Vengono indagate le origini del pensiero del curatore attraverso un esame del concetto di sociale e di relazionale ed attraverso il suo punto di partenza, cioè l’esperienza pratica sul
campo.
Per Burriaud e per questi artisti l’arte ha una funzione particolare nella produzione collettiva e nella società, infatti il suo scopo finale è lo scambio sociale.
Proprio per questo motivo ci si trova a formulare un nuovo concetto di spazio che diventa spazio sociale e spazio fisico allo stesso tempo, così come si deve pensare ad una nuova tipologia di spettatore che allo stesso tempo è produttore dell’opera stessa e coinvolto emotivamente e personalmente nell’atto.
Anche il ruolo dell’artista cambia, perché si pone a livello del suo pubblico e mette in primo piano nel suo lavoro l’interazione tra persone e il modello di partecipazione.
Dopo un’attenta riflessione sugli scritti di Bourriaud, e sul concetto di arte relazionale, analizzato in ogni suo punto si passa alla critica in atto ed al dibattito culturale sull’argomento.
Ci sono vari punti di vista sulle teorie di Bourriaud, come quello di Roberto Pinto, o quello della critica Claire Bishop che nei loro testi s’interrogano sui limiti di questa estetica e valutano le teorie da lui sostenute.
I principali interrogativi che si pongono sono relativi alla stabilità che le affermazioni di Bourriaud hanno nel contesto contemporaneo, alla loro credibilità all’interno della società.
L’arte relazionale dovrebbe, secondo il curatore francese, uscire dai luoghi che normalmente gli sono adibiti come le gallerie, musei o fondazioni, è davvero così?
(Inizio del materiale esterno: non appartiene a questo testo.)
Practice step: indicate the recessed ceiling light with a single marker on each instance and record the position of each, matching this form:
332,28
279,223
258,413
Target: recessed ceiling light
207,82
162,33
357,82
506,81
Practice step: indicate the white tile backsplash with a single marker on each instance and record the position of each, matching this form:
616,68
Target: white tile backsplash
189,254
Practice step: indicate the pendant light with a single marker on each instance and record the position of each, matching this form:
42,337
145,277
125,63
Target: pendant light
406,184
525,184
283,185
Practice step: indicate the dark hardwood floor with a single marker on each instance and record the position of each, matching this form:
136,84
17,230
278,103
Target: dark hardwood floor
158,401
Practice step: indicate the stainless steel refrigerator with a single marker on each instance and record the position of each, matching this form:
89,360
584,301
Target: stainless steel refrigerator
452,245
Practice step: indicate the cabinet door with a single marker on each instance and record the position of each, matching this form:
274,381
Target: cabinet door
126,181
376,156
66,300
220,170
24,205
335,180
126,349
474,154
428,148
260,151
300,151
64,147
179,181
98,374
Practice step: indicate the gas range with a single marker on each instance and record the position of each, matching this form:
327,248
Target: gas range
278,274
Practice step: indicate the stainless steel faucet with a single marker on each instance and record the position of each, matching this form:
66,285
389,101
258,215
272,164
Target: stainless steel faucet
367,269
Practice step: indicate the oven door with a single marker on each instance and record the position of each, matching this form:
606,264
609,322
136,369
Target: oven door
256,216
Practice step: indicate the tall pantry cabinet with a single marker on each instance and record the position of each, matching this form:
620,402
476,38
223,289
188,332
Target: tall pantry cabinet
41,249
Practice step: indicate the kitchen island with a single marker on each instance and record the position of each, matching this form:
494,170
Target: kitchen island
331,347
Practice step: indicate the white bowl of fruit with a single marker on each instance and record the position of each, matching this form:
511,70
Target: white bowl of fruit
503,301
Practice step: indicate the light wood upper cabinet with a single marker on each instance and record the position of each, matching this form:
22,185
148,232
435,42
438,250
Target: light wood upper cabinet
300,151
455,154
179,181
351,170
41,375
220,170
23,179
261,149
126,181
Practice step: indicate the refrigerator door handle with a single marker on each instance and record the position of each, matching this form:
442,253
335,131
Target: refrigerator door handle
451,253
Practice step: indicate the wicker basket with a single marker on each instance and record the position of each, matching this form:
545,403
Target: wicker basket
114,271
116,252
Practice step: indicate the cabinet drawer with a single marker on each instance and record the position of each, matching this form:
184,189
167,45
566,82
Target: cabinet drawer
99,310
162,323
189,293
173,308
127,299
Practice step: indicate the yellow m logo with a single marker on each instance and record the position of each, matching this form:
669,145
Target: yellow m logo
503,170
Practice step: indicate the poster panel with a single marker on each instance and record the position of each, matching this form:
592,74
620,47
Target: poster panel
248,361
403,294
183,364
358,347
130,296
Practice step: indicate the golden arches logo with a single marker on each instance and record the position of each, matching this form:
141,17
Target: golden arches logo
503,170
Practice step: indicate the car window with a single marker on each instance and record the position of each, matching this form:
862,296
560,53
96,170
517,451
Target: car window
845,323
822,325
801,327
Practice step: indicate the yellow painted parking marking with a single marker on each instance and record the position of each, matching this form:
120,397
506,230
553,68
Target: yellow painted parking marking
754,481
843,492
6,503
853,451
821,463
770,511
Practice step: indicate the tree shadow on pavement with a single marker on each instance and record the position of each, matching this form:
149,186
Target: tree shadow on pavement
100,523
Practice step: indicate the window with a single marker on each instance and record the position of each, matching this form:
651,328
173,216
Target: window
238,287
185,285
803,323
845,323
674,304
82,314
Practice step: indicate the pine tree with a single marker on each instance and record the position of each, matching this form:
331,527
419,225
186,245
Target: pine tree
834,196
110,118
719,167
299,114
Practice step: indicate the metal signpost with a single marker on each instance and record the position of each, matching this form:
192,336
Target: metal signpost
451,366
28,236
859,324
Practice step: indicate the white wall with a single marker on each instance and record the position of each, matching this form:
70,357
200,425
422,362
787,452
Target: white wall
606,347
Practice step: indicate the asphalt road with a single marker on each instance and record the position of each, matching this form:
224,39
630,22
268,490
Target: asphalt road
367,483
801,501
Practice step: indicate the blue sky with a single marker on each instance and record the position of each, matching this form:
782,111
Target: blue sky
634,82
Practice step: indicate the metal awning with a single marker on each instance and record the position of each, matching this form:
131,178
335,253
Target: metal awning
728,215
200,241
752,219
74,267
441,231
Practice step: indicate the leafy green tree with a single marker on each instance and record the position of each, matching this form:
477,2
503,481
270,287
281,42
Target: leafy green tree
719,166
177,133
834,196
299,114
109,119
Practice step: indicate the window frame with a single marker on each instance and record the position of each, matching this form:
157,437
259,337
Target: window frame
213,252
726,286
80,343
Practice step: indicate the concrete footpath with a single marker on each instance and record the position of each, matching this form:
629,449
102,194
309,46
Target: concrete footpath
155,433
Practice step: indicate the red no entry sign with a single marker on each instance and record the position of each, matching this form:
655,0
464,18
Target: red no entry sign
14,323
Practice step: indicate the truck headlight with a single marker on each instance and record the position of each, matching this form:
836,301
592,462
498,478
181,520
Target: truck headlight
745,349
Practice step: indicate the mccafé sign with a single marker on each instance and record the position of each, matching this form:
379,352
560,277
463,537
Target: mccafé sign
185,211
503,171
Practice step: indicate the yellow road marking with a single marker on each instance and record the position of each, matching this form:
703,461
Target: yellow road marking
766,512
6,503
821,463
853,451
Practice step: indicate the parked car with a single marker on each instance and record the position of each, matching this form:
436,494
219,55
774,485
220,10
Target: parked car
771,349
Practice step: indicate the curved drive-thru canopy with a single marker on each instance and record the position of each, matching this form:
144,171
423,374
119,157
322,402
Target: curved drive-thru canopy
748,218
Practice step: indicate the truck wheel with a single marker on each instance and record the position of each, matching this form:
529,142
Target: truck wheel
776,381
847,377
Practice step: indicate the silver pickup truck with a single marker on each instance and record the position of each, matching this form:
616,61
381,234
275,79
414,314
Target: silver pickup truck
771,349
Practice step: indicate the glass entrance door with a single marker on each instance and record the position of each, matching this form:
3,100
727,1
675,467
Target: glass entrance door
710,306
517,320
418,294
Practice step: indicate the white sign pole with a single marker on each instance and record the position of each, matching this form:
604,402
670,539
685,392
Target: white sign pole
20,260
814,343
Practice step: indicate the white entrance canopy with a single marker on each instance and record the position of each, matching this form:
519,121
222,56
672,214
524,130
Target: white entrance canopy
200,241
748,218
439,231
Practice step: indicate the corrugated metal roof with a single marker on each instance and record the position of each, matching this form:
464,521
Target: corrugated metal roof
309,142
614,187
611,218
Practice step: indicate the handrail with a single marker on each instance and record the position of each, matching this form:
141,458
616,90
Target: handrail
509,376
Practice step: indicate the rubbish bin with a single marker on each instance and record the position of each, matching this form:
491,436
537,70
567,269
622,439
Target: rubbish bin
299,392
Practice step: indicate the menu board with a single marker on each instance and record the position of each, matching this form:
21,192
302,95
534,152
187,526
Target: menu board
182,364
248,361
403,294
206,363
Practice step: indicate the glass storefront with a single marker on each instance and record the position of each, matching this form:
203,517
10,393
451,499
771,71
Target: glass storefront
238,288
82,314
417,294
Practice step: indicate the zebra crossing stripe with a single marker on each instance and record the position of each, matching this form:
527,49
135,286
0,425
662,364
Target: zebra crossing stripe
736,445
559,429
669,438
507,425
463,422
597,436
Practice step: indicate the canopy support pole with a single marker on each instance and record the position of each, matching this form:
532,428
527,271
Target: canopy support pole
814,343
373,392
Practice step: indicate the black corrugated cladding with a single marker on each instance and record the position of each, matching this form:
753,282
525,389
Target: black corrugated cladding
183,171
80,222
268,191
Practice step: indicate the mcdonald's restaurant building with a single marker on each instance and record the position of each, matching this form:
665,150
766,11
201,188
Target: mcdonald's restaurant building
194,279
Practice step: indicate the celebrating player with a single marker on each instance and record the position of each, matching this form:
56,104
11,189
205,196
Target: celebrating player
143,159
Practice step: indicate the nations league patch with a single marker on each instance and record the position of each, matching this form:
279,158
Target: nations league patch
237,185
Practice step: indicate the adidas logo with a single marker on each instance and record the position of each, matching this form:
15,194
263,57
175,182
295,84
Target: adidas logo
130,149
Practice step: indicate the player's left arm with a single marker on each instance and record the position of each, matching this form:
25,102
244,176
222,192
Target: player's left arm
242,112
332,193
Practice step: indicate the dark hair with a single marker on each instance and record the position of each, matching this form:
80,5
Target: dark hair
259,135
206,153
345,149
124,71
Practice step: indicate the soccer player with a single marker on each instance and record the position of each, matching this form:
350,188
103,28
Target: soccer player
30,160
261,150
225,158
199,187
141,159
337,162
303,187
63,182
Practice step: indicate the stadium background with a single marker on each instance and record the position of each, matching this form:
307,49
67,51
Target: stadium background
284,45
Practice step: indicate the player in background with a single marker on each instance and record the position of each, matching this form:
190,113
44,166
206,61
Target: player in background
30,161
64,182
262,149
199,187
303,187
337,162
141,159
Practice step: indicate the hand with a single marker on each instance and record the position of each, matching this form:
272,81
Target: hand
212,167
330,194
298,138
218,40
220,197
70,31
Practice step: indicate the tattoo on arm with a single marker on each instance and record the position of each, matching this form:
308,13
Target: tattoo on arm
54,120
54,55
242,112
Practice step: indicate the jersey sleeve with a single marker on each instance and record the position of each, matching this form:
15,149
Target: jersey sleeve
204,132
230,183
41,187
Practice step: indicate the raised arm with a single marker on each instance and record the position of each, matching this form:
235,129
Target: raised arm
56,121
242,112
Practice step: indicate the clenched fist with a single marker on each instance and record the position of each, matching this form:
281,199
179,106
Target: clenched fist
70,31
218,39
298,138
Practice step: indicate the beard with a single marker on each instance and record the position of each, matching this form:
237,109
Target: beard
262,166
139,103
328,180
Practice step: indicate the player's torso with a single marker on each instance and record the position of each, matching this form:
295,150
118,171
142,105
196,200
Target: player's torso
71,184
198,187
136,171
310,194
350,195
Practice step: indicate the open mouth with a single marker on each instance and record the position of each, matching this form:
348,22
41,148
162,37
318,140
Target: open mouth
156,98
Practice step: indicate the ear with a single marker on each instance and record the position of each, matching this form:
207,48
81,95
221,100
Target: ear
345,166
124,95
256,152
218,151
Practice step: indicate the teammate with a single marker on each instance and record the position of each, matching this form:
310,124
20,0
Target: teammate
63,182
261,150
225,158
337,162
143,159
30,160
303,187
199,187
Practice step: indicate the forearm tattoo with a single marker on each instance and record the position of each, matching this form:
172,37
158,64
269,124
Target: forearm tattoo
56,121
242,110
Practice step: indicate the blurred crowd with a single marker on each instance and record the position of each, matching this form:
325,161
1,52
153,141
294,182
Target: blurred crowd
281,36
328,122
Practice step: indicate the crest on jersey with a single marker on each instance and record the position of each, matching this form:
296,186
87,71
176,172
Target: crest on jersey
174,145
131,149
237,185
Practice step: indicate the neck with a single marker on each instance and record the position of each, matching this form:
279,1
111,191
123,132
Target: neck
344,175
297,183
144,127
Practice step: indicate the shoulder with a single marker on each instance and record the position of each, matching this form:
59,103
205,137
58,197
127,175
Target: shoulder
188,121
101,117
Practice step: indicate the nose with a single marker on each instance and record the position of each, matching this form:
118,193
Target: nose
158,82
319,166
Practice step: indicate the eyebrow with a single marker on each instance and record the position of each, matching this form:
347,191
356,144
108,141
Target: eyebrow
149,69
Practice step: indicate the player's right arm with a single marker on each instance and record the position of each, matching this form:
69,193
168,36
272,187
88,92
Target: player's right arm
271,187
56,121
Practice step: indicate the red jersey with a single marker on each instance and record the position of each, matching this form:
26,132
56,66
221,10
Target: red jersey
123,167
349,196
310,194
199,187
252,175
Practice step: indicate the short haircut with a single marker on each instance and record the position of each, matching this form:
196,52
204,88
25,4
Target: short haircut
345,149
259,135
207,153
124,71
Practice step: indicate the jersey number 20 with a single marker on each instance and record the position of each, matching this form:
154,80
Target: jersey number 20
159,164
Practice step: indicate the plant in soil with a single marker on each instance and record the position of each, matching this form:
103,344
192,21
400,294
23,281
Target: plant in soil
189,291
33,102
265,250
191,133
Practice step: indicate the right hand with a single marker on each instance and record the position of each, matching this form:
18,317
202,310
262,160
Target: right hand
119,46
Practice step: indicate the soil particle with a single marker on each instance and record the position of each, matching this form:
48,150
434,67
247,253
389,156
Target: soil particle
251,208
In realtà l’istituzione museale è pienamente coinvolta e diventa invece massima committente.
Palays de Tokyo dovrebbe esser una ricontestualizza zione del modello di “white cube”, ma rischia invece di diventare spazio in balia perenne dell’opera, non spazio di sperimentazione, ma d’intrattenimento.
Ma la massima critica che viene mossa nei confronti della teoria relazionale è di esser stata classificata dal curatore francese come “forma sociale”, pienamente nella facoltà di produrre delle relazioni umane positive.
Questo però ha implicazioni politiche importanti, che contrastano con le teorie positiviste di Bourriaud che fa l’errore di assimilare un giudizio estetico con un giudizio etico politico delle relazioni prodotte dalle opere in questione, che vengono considerate in modo pienamente oggettivo.
La generalità assunta nei testi di Bourriaud è quindi un punto critico grave, la quale ridurrebbe la credibilità della teoria relazionale.
La conclusione è un sunto di quelli che sono considerati i punti a favore e le criticità di questa teoria, che è diventata vera e propria fonte di dialogo e di argomentazione e chiedendosi se veramente questi artisti possano esser ricondotti in un’unica corrente estetica, o se i scritti di Bourriaud siano solo un pretesto per accomunare e descrivere quella che è la sua carriera curatoriale.